Stir-Fried Tofu and Rainbow Vegetables with Ginger-Soy Glaze
A vibrant, protein-packed stir-fry featuring firm tofu and a colorful mix of vegetables coated in a savory-sweet glaze. This asian-inspired one pot (gluten-free) ready in about 35 minutes pairs firm tofu, broccoli florets, carrots for a weeknight-friendly dinner that comes together with one pan and minimal cleanup. Each serving lands at about 320 calories and feeds 4, so it slots cleanly into a weekly meal plan and pairs well with a quick salad or grain on the side. Tap "Plan a meal with the AI" below to drop this recipe into your week and send the ingredients straight to Instacart. Nutrition values are approximate, calculated from USDA FoodData Central (fdc.nal.usda.gov) — verify against ingredient labels for any health-driven dietary plan.
Ingredients
- 14 oz firm tofu
- 2 cups broccoli florets
- 1 cup carrots
- 1 cup bell pepper
- 2 cloves garlic
- 1 tbsp ginger
- 3 tbsp soy sauce
- 1 tbsp rice wine vinegar
- 1 tsp sesame oil
- 1 tbsp cornstarch
- 2 tbsp vegetable oil
- 4 cups cooked rice
Instructions
- Step 1: Press 14 oz firm tofu to remove excess water, then cut into 1/2-inch cubes and pat dry. Heat 2 tbsp vegetable oil in a large skillet over medium-high heat until shimmering, add the tofu cubes and cook for 5-6 minutes until golden on all sides, then set aside.
- Step 2: In the same skillet, add 2 minced garlic cloves and 1 tbsp minced ginger, stir for 30 seconds until fragrant, then add 2 cups broccoli florets, 1 cup sliced carrots, and 1 cup sliced bell pepper. Cook for 4-5 minutes until vegetables are crisp-tender.
- Step 3: Whisk together 3 tbsp soy sauce, 1 tbsp rice wine vinegar, 1 tsp sesame oil, 1 tbsp cornstarch, and 2 tbsp water in a small bowl. Pour the sauce over the vegetables and stir until thickened and coating the vegetables, about 1 minute.
- Step 4: Return the cooked tofu to the skillet, add 4 cups cooked rice, and toss until the rice is heated through and the tofu is coated in sauce, about 2 minutes.
Equipment for this recipe
Top-rated tools to make this recipe successfully.
Frequently asked questions
How long does Stir-Fried Tofu and Rainbow Vegetables with Ginger-Soy Glaze take to make?
Total time is about 35 minutes (20 min prep + 15 min cook). Most home cooks find this fits comfortably into a weeknight; double the batch on Sunday for two dinners.
How do I store leftover Stir-Fried Tofu and Rainbow Vegetables with Ginger-Soy Glaze?
Cool to room temperature within 2 hours, then store in an airtight container in the fridge for up to 4 days. Reheat covered in a 350°F oven for 10-12 minutes, or microwave at 70% power in 60-second bursts to keep firm tofu from drying out.

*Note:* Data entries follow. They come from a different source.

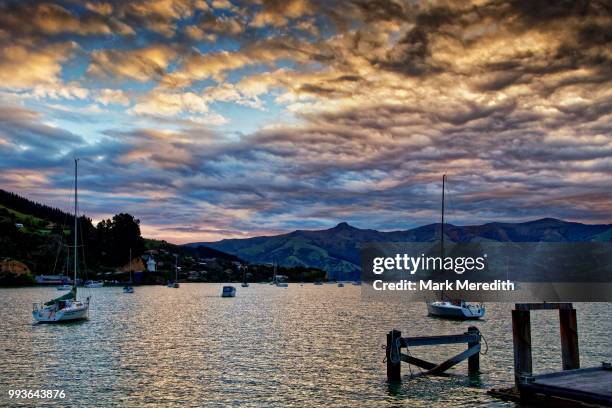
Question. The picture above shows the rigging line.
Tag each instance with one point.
(61, 235)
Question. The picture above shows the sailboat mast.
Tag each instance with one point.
(442, 224)
(76, 209)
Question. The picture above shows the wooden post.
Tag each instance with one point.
(394, 368)
(569, 339)
(474, 361)
(521, 333)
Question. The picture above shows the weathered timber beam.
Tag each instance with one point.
(440, 368)
(434, 340)
(417, 362)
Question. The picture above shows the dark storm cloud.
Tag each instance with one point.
(510, 99)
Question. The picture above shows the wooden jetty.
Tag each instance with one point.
(571, 387)
(394, 356)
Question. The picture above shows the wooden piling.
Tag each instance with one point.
(568, 324)
(474, 360)
(395, 342)
(394, 368)
(521, 333)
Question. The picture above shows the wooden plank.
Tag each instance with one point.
(417, 362)
(570, 355)
(474, 360)
(521, 336)
(435, 340)
(440, 368)
(542, 306)
(394, 368)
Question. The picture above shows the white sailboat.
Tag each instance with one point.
(175, 284)
(64, 285)
(228, 291)
(278, 281)
(244, 284)
(452, 308)
(94, 284)
(128, 288)
(66, 307)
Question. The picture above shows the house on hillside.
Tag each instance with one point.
(151, 264)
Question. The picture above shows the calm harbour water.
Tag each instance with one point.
(302, 346)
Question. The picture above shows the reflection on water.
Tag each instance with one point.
(304, 345)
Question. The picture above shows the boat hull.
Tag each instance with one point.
(47, 315)
(448, 311)
(228, 291)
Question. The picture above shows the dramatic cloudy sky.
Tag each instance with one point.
(226, 118)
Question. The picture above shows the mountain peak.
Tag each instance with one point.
(343, 225)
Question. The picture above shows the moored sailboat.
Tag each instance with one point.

Can I substitute ingredients in Stir-Fried Tofu and Rainbow Vegetables with Ginger-Soy Glaze?
Yes — most ingredients in this recipe have flexible swaps. For oil, use any neutral high-smoke-point oil (avocado, grapeseed, refined coconut). For aromatics, dried herbs at ⅓ the volume of fresh work in a pinch. The full ingredient list is shoppable on Instacart so you can see substitutes in real time.
How do I scale Stir-Fried Tofu and Rainbow Vegetables with Ginger-Soy Glaze for a different number of people?
The recipe is written for 4 servings. Multiply each ingredient by (your serving target / 4). Cook time stays roughly the same up to 2x; for 3-4x batches, switch from a skillet to a sheet pan or stockpot so the food isn't crowded — overcrowding steams instead of browns.
Is Stir-Fried Tofu and Rainbow Vegetables with Ginger-Soy Glaze gluten-free?
Yes — this recipe is tagged gluten-free based on its ingredient list. Always cross-check labels for packaged ingredients (sauces, broths, condiments) since formulations vary by brand.
What others are saying
- ★★★★★
Added this to my weekly meal rotation. So satisfying.
- ★★★★☆
Solid recipe. Not groundbreaking but definitely making it again.
- ★★★★☆
Solid recipe. Not groundbreaking but definitely making it again.